Scientists have found a potential cure for permanent deafness caused by loud noise exposure, infection and drug use, using a medicine that stimulates the inner ear. Until now, it has been regarded as challenging to restore the sensory hair cells responsible for hearing once they have been gone, and the type of deafness often endured by musicians and DJs was assumed to have been incurable.
A drug codenamed LY411575 now brings about the regeneration of the sensory hair cells and in tests was able to restore hearing to mice that had been deafened by loud noise. This discovery, which was reported in neuroscience journal Neuron, suggests that the same may be possible in humans, although more research is still needed.
LY411575 works by suppressing proteins called Notch — which prevent stem cells from becoming new sensory hair cells within the cochlea, the auditory area of the inner ear.
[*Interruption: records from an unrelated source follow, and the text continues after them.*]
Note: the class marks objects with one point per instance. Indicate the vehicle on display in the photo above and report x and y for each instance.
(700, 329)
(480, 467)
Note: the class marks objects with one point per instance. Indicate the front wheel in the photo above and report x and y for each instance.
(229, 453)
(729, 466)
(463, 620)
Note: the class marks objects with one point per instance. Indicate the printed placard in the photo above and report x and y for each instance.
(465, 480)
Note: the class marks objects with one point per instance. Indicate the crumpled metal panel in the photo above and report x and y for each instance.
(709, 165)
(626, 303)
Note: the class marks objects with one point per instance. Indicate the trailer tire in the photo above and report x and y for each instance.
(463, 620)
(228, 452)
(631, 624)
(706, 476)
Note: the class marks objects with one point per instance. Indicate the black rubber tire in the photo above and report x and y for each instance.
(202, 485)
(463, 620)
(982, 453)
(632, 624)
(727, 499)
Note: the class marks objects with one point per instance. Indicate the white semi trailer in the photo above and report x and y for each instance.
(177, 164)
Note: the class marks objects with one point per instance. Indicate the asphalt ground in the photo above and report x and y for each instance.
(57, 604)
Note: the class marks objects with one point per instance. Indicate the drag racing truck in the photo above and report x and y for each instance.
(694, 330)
According to charity Deafness Research UK, over one million Britons are exposed to potentially efficacious noise levels in the workplace and 87 percent of deafness at all degrees of severity results from impact to the sensitive hair cells within the cochlea.
“We’re excited by these results because they are a step forward in the biology of regeneration and prove that mammalian hair cells have the capacity to regenerate,” lead researcher Dr. Albert Edge of Harvard Medical School said. “The significance of the study is that [effects on] hearing is a huge challenge affecting 250 million worldwide.”